Making the Shift to a Plant-Based Lifestyle- My Story

Making the Shift to a Plant-Based Lifestyle- My Story

May 21, 2018 Off By Deby Jizi

 

Dear Reader,

I am going to share with you my story in finally making the commitment to a Whole Foods Plant-Based (WFPB) lifestyle. I wish I could say I embarked on a 21 Day Kickstart and the rest is history, but my road was long and bumpy. It began in the spring of 1999, Memorial Day weekend to be exact. I had found a book at a used bookstore by Dr. John McDougall about plant-based eating, and frustrated with my weight, I decided to dive in and see if what he promised really worked.

That Memorial Day weekend, I was scheduled to drive from North Carolina to Northern Virginia to accompany a close friend’s daughter on her 8th grade trip to New York City.

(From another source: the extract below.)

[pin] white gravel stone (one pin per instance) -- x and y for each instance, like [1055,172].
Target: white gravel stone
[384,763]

I was determined not to let the trip interfere with my commitment to go plant-based. Luckily, because of New York’s diverse restaurant scene, I was able to find plenty of foods to sustain me until I returned home.

By the end of the summer, I was lean and healthy and feeling better than I had in years. Then one morning in the fall, around Thanksgiving, I woke up and realized I had skipped a menstrual period. My husband and I thought we couldn’t have more children because we had tried to conceive another child five years earlier with no result. Though we wanted another child, we already had our three healthy boys and decided if it was not meant to be, we had a lovely family to be thankful for.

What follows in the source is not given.